Whiteside observed that the ethnicity is changing with more peoples from Mexico, Central and South America as well as Asians and Pacific Islanders. Of course that's true in California as a whole, but she noted that Tulare County is the first county in the region to have a Latino majority.
"Unfortunately elected officials don't reflect the change in the population," which she said is predominantly white. "It's a challenge to help make the transition to bring people of different ethnic backgrounds to reflect diversity," she said, while suggesting that more Latinos take leadership programs. Lindsay City Councilmember Esteban Velasquez took such a program and has been on the council eight years. He is up for reelection next month.
Whiteside said 12 percent of jobs come directly from agriculture and 26 percent are indirect, such as trucking. "As the region urbanizes, we need a replacement economy," she said, using Los Angeles as an example. "When L.A. went out of the ag business, entertainment and defense industries took up the slack." She said the Central Valley lacks diversification.
The often quoted Appalachia figures popped up, with Whiteside saying the Porterville, Visalia, Tulare area per capita income is 308th in the nation, "lower than Appalachia." The highest is San Francisco with an average per capita income of $58,000, which is part of what is making the Modesto area to Nevada a bedroom community for the Bay Area.
"Do we maintain our area as a region, or just become part of a megalopolis from the Bay Area to Reno?" she asked rhetorically. "A question still to be determined."

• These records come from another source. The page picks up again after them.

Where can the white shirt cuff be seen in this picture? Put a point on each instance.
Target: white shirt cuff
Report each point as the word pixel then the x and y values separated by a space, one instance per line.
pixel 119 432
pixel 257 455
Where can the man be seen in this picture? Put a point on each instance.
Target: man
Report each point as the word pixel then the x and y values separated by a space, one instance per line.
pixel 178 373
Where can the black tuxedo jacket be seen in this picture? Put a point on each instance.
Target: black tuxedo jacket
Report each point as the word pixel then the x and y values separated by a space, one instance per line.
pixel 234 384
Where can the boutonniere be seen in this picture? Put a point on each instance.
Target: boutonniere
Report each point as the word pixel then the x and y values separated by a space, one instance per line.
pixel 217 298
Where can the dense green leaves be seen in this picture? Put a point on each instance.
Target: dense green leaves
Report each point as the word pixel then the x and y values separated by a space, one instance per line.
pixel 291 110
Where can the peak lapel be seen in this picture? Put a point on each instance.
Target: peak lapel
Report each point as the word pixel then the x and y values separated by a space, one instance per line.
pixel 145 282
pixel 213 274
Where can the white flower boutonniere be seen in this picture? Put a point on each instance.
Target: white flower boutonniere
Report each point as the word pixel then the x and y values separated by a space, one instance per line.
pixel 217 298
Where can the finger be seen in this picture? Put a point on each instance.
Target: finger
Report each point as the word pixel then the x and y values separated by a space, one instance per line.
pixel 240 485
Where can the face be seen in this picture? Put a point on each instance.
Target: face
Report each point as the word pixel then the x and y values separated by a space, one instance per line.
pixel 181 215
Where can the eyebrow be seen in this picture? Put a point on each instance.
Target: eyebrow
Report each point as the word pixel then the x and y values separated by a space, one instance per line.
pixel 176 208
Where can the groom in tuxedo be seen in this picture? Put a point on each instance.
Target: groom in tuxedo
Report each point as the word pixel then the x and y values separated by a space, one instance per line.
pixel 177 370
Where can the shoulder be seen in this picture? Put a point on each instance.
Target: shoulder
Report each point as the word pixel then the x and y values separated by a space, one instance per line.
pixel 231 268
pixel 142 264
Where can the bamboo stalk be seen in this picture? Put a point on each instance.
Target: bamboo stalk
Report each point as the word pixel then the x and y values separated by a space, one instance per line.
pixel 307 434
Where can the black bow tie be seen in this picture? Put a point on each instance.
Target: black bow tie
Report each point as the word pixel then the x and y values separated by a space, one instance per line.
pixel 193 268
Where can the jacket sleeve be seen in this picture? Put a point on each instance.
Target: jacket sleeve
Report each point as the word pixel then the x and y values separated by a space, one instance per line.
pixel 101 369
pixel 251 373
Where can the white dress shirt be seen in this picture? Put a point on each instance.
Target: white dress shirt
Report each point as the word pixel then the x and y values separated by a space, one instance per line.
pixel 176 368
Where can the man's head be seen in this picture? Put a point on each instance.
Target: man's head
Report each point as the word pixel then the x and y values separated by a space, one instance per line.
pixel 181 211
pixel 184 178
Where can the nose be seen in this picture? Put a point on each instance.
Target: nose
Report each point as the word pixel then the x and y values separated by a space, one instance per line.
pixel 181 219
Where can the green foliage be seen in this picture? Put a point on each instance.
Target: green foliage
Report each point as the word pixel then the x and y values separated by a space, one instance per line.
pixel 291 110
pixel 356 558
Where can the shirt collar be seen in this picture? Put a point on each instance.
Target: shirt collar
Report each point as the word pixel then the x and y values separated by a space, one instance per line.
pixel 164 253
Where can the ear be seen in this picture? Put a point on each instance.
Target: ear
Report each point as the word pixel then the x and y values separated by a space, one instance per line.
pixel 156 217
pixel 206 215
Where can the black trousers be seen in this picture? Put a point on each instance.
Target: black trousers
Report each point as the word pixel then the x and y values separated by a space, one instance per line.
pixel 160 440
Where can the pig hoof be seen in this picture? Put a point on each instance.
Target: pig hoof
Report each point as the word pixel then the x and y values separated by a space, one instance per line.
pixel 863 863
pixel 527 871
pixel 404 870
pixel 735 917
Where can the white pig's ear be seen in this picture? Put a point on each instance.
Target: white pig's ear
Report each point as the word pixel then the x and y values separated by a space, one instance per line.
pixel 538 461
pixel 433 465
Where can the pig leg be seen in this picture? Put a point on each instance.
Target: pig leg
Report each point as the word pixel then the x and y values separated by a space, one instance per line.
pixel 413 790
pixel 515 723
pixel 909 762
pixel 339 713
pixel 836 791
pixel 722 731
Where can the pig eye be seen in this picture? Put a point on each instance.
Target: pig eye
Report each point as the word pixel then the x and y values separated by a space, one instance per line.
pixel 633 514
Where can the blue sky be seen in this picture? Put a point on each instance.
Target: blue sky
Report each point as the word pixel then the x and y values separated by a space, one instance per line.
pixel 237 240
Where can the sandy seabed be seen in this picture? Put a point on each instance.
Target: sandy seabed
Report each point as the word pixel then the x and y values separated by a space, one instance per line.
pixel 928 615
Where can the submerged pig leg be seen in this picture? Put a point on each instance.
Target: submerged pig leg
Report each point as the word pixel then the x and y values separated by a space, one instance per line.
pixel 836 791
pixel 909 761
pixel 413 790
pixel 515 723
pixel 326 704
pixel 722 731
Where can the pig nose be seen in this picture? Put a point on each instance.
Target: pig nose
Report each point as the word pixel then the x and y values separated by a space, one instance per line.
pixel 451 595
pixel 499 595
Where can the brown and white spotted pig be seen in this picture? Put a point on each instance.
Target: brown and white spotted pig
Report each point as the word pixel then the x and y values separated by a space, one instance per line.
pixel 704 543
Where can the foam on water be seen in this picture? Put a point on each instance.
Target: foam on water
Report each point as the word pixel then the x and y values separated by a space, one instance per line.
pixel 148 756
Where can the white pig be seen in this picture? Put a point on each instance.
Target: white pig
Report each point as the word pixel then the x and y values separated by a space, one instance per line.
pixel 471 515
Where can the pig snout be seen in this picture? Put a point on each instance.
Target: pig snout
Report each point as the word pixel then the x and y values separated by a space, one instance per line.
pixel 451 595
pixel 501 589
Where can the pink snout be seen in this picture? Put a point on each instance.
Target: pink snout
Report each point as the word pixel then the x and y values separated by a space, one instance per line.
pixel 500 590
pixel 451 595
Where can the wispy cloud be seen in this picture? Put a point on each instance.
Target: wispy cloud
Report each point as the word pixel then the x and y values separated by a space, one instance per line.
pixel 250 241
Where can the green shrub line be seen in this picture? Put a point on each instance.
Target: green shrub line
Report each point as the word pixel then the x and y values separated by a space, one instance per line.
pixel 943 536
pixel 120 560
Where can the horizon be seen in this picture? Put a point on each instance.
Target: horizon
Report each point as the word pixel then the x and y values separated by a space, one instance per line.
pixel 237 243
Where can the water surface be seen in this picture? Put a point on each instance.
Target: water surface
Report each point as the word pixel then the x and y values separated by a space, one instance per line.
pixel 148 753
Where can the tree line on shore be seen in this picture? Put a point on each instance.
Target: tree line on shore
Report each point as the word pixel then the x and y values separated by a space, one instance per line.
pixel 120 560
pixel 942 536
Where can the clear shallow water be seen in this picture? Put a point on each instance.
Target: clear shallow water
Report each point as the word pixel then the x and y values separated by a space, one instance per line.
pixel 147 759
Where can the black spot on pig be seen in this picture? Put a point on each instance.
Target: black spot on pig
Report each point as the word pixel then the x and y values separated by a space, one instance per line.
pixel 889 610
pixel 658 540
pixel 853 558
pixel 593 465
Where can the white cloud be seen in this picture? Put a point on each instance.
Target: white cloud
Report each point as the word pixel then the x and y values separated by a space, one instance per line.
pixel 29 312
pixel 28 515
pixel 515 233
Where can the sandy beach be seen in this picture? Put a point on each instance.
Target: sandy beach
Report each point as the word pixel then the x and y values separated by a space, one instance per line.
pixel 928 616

Whiteside noted that Caltrans is for the first time, presenting a corridor master plan for Highway 99 as a unified link, rather than taking it on in relation to separate cities. "There is no reason for anybody to get off Highway 99," she said. She said promoting Valley assets would promote tourism and "one of the biggest drivers of tourism is wildlife viewing," including bird species and "dozens of critters nobody knows about." She said the Great Valley Center has been negotiating with Caltrans for a 21st Century rest stop that tells about the region, its wildlife and has an alternative fuels gas station. She said it is likely to be located near Tipton.
Whiteside said a high speed rail line was supposed to be launched this year, but was shelved because of the state budget crisis.
Regarding the Valley's notoriously bad air, she said it's an "economic chiller and human killer that we cannot ignore. It's my problem and our problem. Every single one of us has to deal with air quality issues."
Whiteside said Tulare County is doing a good job of keeping development in cities and preserving ag land. "When there is no certainty, we get in trouble. The strategy is to build compact and contiguous cities," she said. She said building on the west side by I-5 would break up farm land faster, because of the need for more east-west roads.
"We can make any plan work as long as we stick to it, but if we change, nobody knows the rules." Whiteside said there is a lot of ambivalence about what people want in the Valley. "If all you do is market cheap land and cheap labor, it's not a good future." She said there was a cluster analysis in the Fresno area and there were 200 businesses identified that are related to water and irrigation. "Every continent in the world is worried about water conservation," she said. "We have an exportable product." Two of Lindsay's largest businesses, NDS and HIT Products manufacture irrigation products and systems. Whiteside said there are millions available in federal grant monies for such businesses.
"We see enormous potential in renewable energy, a huge potential to become the world center for renewable energy." Whiteside said Oroville has the highest per capita use of solar energy in the world. In April 2003, the Oroville Sewerage Commission announced that its wastewater treatment plant, powered by a 520 kilowatt solar system, received an alternative energy generation rebate check for $2.3 million from PG&E, the largest renewable energy system rebate in PG&E history.
Whiteside said wind power and biomass could also create energy and jobs. According to the California Energy Commission, "In the year 2000, wind energy in California produced 3,604 million kilowatt-hours of electricity, about 1.27 percent of the state's total electricity, more than enough to light a city the size of San Francisco. Google offers 1.6 million websites under the topic biomass.
"If all we think about is fixing potholes, all we will have in 20 years is fixed potholes," Whiteside concluded.